A report by the Centre for Asia Pacific Aviation (CAPA) has revealed that Male’ Ibrahim Nasir International Airport (INIA), with a profit of $6.65 million, was the most profitable airport for India’s GMR Group in the final quarter of last year.
CAPA, a leading group in global aviation knowledge and market analysis, said in its report that from 1 October to 31 December 2011, GMR’s revenue from INIA was $70 million, while profit after tax was $6.65 million.
The largest airport managed by GMR with highest passenger traffic, the Delhi Airport, made a loss of $24.6 million for the same period.
The aircraft movement for Delhi Airport was 82,840 and its number of passengers was 10 million; while the aircraft movement for INIA was 9,390 with 760,000 passengers.
CAPA’s earlier report on GMR for the first quarter of last year indicated that it made $49.1 million revenue, and profit after tax of $4.6 million from INIA.
Based on figures which have been published by CAPA, GMR has made profits exceeding $11.25 million from INIA.
Profits of INIA have contributed to 41 percent of GMR’s overall revenue.

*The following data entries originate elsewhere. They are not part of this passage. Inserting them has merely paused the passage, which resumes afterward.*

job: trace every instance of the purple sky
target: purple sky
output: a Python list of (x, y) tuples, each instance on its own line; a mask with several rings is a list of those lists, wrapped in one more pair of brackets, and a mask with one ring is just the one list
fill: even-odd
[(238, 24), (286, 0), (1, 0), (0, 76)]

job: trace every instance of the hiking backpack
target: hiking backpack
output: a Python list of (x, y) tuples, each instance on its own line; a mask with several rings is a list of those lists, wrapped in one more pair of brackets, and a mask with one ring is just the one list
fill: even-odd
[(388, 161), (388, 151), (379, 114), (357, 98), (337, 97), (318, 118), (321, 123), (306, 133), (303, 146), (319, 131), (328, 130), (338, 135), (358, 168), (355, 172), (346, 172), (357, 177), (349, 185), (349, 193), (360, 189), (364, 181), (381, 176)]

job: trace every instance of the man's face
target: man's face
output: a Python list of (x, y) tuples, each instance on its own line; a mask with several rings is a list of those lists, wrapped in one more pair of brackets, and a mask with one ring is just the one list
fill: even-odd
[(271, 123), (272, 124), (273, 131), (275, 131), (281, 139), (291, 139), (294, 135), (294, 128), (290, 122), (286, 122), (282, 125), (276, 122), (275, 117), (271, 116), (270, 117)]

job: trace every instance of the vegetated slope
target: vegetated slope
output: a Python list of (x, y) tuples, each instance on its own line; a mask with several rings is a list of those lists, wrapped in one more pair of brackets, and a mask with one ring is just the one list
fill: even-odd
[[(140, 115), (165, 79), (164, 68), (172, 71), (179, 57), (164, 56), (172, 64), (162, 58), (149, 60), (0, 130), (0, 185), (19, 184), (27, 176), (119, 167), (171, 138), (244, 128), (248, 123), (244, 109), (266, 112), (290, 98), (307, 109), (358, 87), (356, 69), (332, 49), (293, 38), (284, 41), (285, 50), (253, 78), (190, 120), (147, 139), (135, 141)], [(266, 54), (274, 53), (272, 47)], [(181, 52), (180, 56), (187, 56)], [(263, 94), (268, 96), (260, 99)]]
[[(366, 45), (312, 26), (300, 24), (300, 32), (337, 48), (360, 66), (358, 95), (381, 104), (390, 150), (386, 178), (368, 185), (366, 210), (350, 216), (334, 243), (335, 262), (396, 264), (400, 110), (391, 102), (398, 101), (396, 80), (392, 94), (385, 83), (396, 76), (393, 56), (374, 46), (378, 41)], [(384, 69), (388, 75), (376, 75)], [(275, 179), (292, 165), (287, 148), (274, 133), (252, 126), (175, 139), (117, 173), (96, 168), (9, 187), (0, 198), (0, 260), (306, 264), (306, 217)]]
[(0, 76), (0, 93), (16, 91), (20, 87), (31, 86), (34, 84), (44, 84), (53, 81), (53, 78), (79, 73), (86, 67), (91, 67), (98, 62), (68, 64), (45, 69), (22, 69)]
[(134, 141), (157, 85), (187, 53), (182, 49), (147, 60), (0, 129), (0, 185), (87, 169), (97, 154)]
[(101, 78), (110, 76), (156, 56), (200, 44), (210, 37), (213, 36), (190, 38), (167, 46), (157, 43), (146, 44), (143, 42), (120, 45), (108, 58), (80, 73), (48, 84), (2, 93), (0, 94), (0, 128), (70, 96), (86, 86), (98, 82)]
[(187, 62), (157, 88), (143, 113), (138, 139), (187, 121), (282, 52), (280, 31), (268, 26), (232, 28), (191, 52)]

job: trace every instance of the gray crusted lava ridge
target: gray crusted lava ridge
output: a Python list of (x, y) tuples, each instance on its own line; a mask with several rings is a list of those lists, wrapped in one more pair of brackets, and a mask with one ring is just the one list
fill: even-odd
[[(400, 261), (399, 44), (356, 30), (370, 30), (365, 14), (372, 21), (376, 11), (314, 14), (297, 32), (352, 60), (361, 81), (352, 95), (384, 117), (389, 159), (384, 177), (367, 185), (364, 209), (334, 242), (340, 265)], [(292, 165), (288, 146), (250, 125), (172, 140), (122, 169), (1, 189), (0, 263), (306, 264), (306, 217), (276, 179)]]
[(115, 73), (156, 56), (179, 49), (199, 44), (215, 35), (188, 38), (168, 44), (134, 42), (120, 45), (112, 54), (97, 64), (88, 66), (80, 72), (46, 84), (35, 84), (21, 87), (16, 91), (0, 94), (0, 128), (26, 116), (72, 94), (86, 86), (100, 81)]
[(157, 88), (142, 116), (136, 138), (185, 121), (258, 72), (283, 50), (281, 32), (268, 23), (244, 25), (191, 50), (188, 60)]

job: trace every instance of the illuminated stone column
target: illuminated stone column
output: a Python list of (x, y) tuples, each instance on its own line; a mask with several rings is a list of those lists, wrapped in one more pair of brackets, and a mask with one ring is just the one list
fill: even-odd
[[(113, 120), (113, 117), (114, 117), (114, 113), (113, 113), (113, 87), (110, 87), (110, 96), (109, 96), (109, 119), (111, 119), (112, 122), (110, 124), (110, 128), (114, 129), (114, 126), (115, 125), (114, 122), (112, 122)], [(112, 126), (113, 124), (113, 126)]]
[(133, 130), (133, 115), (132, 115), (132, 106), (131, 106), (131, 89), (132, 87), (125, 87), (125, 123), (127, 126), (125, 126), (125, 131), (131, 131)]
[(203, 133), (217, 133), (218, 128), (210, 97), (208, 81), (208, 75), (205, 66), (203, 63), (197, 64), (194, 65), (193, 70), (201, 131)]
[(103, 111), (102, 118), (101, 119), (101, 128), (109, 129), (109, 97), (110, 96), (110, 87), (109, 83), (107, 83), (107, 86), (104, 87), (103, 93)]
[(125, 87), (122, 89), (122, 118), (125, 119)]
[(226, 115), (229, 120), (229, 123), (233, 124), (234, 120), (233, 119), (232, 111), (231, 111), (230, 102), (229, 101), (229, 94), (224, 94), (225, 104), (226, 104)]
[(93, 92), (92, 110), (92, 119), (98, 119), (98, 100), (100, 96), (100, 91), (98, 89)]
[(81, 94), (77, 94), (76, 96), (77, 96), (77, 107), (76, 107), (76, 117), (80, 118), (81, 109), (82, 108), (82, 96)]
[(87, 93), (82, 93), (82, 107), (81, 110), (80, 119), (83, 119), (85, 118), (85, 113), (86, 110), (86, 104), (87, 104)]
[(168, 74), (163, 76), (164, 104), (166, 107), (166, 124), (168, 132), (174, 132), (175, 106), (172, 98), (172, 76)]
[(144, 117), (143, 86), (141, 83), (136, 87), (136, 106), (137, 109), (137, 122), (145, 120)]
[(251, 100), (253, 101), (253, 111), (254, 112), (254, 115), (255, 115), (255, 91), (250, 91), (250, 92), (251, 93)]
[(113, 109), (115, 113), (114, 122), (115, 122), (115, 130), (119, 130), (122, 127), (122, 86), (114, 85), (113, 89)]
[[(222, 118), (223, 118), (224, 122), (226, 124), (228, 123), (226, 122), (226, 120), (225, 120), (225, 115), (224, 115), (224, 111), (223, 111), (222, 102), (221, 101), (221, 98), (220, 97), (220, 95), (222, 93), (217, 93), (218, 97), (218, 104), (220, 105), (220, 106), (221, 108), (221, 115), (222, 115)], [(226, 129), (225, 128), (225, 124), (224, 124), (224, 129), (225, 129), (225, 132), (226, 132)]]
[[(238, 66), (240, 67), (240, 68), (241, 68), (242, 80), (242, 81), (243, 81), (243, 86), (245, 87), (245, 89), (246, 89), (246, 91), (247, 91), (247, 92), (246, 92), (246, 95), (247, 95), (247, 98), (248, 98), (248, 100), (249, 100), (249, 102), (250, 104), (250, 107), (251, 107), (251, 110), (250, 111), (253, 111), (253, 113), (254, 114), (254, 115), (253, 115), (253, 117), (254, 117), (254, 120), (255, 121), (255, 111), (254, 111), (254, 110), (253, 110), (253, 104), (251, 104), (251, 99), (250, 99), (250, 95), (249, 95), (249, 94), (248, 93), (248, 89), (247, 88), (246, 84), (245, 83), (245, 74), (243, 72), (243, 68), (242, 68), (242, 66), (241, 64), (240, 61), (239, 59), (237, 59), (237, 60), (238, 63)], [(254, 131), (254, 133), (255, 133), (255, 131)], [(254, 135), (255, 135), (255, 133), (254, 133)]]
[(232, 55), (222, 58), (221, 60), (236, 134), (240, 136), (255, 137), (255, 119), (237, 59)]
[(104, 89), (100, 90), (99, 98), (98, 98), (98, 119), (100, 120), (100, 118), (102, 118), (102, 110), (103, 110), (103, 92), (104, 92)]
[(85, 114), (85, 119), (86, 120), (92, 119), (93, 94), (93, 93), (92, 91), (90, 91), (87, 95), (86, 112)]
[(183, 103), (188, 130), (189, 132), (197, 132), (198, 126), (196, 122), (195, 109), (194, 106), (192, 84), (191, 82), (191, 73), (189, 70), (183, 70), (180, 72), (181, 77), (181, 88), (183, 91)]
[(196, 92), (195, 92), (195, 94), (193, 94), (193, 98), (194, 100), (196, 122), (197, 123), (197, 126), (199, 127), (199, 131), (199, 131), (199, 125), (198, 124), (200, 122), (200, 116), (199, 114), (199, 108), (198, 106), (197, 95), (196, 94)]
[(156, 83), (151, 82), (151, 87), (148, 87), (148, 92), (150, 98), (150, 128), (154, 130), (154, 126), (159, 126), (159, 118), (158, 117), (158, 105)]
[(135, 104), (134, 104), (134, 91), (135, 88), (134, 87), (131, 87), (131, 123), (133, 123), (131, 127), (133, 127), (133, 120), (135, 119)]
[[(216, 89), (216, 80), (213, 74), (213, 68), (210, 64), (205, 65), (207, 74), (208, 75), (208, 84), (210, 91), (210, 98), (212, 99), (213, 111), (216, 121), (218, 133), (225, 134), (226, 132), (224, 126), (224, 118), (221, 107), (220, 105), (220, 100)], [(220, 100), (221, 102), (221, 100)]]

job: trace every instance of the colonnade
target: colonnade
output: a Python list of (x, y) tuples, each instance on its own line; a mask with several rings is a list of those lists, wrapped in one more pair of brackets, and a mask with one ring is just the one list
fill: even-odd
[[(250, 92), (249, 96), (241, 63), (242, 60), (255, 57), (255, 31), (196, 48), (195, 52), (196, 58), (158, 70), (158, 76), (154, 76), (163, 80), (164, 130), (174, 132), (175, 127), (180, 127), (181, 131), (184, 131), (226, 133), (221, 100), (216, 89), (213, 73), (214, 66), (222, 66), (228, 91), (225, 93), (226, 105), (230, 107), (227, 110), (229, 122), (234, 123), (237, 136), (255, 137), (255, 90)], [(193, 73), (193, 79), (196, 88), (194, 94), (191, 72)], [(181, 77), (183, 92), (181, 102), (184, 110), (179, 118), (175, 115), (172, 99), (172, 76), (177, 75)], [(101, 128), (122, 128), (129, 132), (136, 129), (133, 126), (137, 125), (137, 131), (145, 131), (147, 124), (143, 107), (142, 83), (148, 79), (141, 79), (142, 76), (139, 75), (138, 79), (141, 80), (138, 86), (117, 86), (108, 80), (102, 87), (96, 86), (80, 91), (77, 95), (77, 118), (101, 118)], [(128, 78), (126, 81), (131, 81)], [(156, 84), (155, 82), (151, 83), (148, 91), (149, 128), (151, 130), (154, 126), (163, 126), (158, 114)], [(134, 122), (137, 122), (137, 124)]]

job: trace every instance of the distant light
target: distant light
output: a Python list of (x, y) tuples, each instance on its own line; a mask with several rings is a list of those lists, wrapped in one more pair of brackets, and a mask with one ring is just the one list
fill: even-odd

Highlighting that INIA is on the route networks of airlines such as Emirates, Sri Lankan Airlines, Etihad Airways, Malaysia Airlines, and Qatar Airways, CAPA reported that 22 percent of traffic at INIA is by Sri Lankan Airlines, while 18.4 percent is by Emirates, and 24 percent is by other airlines.
The report also states that INIA becomes the most profitable airport for GMR as a result of high airport fees, which have been increased by a considerable amount since November 2011.
Complaints were filed by Sri Lankan Airlines and Qatar Airways following the fee hikes.
A senior official representing these airlines told Sun Online today that only Malaysia Airlines and Etihad Airways could agree to the raised fees.
“All airlines are billed based on the increased fees. However, only two airlines pay according to the increased amounts; the rest pay lower fees. The fees are high compared with other airports,” he said.
A letter was sent by the International Air Transport Association (IATA) in February to the government of Maldives, in relation to the high fees of INIA. IATA pointed out that compared with other airports in the region and big airports of the world, the fuel charge and other fees at INIA are too high.
The Maldivian government did not receive any income from GMR for the past three months – the government was in fact required to pay GMR $1.5 million, as a result of the amount GMR was allowed to deduct from the concession fee payable to the government.
GMR has also filed a case to an arbitration court in Singapore, in relation to the issue of $25 of Airport Development Charge per passenger.